Have you seen the schlock that Bank of America is running, who all but raped the taxpayers of billions of dollars, and when we payed them for the honor of screwing us didn't even bother to be appreciative, let alone contrite? They have that whole "feel good about Bank of America" bullshit going and half the boneheads watching it are thinking, "It's nice that Bank of America cares."
The fact that FoxNews, which is so antiNEWS that it's laughable to include the word in its name, is the number one rated cable network should tell people that Americans, as a whole, are stupid. They are willingly, almost gratefully, accepting of the most blatant pandering and lies simply because it's tied up in a pretty bow.
Let's imagine Aetna has decided to spend some of their billions of dollars to campaign against our current president. They can go to a big advertising company and get a beautiful 30-second television spot during American Idol. That ad will not mention health care reform. It will not talk about the huge profits Aetna has accumulated at your expense. It even may not mention the House or the Senate or the president. It will tug at your heartstrings in soft focus and make you think that the country is "going in the wrong direction." It will hearken back to a "simpler time" while failing to remind you of all the nastiness that was also occurring in that bygone era. In the space of one commercial, thousands of Americans will stupidly think that voting against the current administration will bring back the days when your biggest concern was finding 50¢ to get a cone at the Tast-T-Freez.

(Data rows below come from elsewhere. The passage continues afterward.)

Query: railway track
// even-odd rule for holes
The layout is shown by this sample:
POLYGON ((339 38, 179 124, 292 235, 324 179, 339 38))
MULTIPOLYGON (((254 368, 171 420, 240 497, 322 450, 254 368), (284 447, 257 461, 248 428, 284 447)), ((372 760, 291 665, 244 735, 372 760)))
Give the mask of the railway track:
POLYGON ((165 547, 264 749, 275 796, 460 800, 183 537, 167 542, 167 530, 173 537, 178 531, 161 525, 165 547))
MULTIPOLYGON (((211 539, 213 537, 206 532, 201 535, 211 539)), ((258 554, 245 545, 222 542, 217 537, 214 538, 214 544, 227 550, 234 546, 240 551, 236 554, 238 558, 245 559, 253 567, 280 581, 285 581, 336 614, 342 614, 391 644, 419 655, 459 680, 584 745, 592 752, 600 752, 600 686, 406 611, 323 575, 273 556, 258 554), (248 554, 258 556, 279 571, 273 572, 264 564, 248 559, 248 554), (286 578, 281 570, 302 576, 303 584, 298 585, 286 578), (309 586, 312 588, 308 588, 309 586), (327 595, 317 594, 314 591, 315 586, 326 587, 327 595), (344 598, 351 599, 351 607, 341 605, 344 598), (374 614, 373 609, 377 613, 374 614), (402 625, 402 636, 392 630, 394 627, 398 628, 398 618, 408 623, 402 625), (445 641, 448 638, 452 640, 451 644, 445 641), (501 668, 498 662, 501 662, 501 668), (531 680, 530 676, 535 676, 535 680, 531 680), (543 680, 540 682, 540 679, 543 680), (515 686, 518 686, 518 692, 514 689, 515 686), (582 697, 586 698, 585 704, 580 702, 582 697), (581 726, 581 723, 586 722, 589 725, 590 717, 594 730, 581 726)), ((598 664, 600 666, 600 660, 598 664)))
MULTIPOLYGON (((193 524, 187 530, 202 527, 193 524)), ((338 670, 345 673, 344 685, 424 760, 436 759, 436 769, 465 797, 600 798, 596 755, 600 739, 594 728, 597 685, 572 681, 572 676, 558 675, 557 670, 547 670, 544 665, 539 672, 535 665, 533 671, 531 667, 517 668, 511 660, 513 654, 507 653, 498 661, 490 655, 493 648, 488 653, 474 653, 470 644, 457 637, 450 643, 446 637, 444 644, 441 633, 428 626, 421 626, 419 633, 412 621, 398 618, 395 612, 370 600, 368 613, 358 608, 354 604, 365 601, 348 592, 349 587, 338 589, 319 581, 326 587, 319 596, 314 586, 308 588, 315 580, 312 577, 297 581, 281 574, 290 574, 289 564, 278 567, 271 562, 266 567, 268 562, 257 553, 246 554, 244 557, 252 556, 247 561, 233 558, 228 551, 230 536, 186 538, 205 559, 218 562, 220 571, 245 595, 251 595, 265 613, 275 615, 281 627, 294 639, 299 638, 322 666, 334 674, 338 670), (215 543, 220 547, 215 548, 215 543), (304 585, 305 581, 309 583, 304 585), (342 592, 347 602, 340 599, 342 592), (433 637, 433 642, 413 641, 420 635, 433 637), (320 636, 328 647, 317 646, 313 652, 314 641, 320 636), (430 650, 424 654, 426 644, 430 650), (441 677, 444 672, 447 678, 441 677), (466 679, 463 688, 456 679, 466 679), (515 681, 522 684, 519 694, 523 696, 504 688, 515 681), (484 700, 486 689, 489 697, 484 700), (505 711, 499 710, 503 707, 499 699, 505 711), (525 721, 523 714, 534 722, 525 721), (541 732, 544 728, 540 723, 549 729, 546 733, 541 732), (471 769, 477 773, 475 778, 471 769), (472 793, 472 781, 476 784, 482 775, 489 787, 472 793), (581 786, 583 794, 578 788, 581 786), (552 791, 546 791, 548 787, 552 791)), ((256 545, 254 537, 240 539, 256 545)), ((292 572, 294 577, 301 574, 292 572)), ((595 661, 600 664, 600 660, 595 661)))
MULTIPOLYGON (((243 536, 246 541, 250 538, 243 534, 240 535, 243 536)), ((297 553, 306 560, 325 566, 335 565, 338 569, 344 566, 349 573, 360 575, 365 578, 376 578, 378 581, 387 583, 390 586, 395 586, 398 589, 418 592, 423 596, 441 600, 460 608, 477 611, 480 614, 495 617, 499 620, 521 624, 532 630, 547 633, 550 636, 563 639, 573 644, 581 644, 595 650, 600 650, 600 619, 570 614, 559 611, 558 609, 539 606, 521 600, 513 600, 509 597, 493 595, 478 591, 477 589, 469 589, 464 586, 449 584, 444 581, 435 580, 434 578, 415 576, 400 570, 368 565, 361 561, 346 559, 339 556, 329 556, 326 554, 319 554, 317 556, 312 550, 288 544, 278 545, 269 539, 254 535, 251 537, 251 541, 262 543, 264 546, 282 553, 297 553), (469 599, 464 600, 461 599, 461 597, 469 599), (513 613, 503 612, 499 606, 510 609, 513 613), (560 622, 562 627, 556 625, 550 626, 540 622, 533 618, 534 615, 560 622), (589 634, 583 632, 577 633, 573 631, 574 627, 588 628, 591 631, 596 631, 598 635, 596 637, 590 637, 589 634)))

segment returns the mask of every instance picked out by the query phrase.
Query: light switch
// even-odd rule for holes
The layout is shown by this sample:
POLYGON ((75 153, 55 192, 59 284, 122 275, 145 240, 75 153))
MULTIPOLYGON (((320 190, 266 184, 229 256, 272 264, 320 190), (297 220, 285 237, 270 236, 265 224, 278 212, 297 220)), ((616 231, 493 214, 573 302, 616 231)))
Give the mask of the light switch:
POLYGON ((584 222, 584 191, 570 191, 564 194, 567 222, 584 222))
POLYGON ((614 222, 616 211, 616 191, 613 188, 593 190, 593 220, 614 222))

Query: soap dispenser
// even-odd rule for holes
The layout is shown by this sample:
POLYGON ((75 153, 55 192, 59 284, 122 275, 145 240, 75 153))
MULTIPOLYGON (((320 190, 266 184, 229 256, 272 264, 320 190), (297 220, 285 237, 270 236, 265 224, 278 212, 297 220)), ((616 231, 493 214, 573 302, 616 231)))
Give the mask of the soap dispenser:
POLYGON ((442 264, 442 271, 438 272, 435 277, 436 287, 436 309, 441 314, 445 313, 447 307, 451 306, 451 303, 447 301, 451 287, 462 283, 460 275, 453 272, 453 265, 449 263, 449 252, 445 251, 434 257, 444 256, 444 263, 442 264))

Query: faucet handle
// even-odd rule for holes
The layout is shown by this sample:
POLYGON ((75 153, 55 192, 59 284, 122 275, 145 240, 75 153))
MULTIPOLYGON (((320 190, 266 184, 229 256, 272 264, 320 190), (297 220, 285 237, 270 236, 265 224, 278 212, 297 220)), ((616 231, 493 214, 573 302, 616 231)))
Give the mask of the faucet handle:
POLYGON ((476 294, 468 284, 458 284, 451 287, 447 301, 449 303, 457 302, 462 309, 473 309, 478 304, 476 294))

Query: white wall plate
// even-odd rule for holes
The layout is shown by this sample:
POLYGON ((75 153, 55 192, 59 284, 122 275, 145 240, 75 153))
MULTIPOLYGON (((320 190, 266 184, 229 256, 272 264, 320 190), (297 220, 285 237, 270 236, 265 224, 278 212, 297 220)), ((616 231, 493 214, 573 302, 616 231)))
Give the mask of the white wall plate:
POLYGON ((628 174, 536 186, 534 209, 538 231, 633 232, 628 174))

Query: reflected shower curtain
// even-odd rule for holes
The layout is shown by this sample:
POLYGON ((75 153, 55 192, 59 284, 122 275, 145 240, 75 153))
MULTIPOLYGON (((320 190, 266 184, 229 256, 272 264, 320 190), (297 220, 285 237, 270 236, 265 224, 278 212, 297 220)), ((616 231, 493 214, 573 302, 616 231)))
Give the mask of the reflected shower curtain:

This is an extreme example, obviously. But think of what all these corporations can do now that the playing field of political opinion, which was never very level to begin with has now tipped near-vertical.
Now you may understand why I think the Supreme Court has just set democracy back 200 years. I'm not alone in my thoughts. Justice John Paul Stevens predicted that the ruling would "cripple the ability of ordinary citizens, Congress and the states to adopt even limited measures to protect against corporate domination of the electoral process." America will soon give up any pretense of democracy and become purely an oligarchy with token elections.